I used to type at 120+ wpm using my self taught typing experience.

I purchased a new keyboard recently with ortholinear layout and figured it would be a good time to learn proper touch typing. I'm at 70-80 wpm and cannot see how to improve unless I _free_ myself from pure touch typing.

There are just limitations to how a single hand can move when multiple keys have to be hit on the same side or even the same finger.


> then I think you are going to see very few people who are not touch typists because it'd be very difficult or maybe even impossible to reach those WPM without touch typing.

Anecdata, but: I got ~160 WPM without learning touch typing. I was a regular computer user from the age of 12.


> I noticed that lots of skilled and professional engineers never learned to touch type. That discovery itself was odd to me: why would a professional programmer not want to invest the time to learn to type properly: typing fast boosts your productivity significantly. But they do.

This is a false dilemma. Plenty of us type quickly without hunting and pecking, or looking at the keyboard, without home-row touch typing. This comment was typed as such.

There isn't anything "proper" about home row style touch typing, it is merely one of multiple ways to type fast.
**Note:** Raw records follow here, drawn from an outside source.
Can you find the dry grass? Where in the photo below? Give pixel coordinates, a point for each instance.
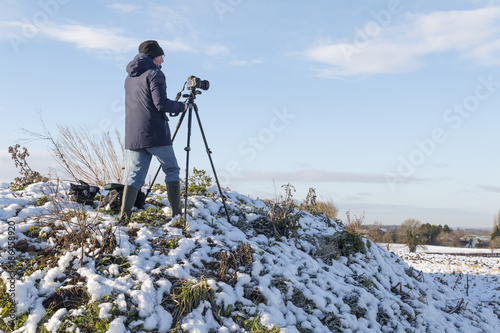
(93, 158)
(96, 157)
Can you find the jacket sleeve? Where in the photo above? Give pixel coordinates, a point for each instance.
(158, 88)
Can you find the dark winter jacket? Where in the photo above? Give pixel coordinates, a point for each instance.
(146, 105)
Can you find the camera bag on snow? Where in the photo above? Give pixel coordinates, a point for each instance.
(83, 193)
(113, 200)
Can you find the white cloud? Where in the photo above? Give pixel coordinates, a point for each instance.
(402, 47)
(321, 176)
(103, 40)
(217, 50)
(124, 8)
(246, 62)
(90, 38)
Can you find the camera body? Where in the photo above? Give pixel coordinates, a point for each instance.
(193, 82)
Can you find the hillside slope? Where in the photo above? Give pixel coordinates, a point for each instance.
(293, 272)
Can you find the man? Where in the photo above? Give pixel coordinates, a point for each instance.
(147, 133)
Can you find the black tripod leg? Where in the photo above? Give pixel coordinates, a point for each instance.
(209, 153)
(187, 149)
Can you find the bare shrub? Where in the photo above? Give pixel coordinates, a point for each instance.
(328, 208)
(410, 234)
(27, 175)
(74, 227)
(355, 223)
(88, 155)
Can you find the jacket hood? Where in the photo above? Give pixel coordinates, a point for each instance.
(141, 63)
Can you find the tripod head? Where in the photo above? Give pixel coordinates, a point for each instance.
(192, 95)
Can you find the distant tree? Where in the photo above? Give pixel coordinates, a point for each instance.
(376, 234)
(389, 237)
(447, 229)
(457, 235)
(431, 232)
(411, 235)
(496, 226)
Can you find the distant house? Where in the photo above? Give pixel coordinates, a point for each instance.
(472, 241)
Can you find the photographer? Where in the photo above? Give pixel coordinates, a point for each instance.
(147, 132)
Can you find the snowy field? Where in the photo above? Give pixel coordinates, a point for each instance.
(476, 277)
(322, 279)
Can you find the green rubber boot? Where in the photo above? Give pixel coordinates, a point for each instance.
(174, 197)
(128, 200)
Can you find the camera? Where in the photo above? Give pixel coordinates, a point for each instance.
(193, 82)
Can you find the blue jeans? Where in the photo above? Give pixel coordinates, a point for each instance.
(140, 160)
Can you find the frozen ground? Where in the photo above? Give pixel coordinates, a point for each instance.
(315, 277)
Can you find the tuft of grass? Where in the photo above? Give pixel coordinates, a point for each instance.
(149, 216)
(187, 296)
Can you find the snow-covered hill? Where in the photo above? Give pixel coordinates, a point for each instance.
(294, 272)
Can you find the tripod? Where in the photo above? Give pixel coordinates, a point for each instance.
(192, 106)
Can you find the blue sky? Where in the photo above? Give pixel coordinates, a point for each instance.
(388, 108)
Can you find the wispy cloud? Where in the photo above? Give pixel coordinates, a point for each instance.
(246, 62)
(217, 50)
(124, 8)
(108, 40)
(320, 176)
(490, 188)
(402, 47)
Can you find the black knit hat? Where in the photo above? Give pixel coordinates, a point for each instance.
(151, 48)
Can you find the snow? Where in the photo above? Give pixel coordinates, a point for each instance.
(286, 285)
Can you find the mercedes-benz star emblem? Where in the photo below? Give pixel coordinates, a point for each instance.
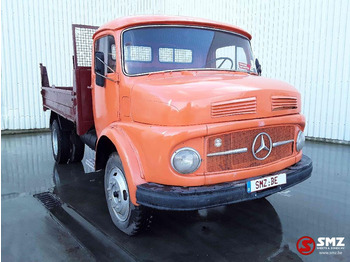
(265, 146)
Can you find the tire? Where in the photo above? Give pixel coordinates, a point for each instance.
(77, 148)
(60, 143)
(127, 217)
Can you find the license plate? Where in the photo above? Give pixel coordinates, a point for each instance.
(266, 182)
> Similarly, most programmers I personally know can't touch type.

OMG, seriously?


“If you’re like me and never learned to touch type properly, just use the arrow keys, it’s fine, don’t worry about it.”

Are touch typists rare these days? I feel like people these days forego even learning to type properly. I dont understand why they refuse to just learn it, it is such an essential skill to have.


> Probably it is because I am a piano player since 2016 and the fingers which are weak on average people are not that weak for me

This reminds of my situation. I'm not a piano player, and I used to type with basically two fingers (plus thumb for space and pinky for ctrl/alt/shift). Since I've started trying to use more fingers, I've noticed that using a traditional, non split keyboard, is more painful, because it requires me to twist my wrists sideways. With my old way of typing, I would move the whole hand instead, so the wrist angle would stay roughly the same.


> Pardon my curiosity, did you type this on a keyboard by touch typing? If so how do you recognize and correct typos?

I'm merely a sighted user here, but I can personally attest that when you've mastered touch-typing, you can tell when you make a mistake and correct it without needing to look at the screen. It is a bit of an eerie feeling the first time you do it.

Full disclosure: I touch-typed this reply, and I made five mistakes when doing so, and fixed all of them without looking at the screen.


> Typing is not a programming bottleneck. Programming is thinking and talking to people.

We use to have 7+-2 layers of thinking. When you program, you hold in these layers: what word are you typing, where are you typing, what problem are you solving, what parts of codebase are you changing. If you do not touchtype, you are wasting at least 1/9 of your brain's possibility. Each time you are interrupting your stare from a screen you actually performing some extra scanning job which gives you nothing except of fatigue.

Actually my first programming decision which I did in my tenths was to get rid of QWERTY and it was one of few things in my life which I did absolutely right. So telling me that touchtyping skill is not important is just counterproductive.

> I wouldn't put that much importance into a specific editor

vim does to my text editing experience as much as touchtype does to my text input, no not-touchtyping person can understand how cool is to make all kinds of edits without getting my fingers off the 5 rows of keyboard (3 rows plus digits plus space but in default configuration you also need Esc).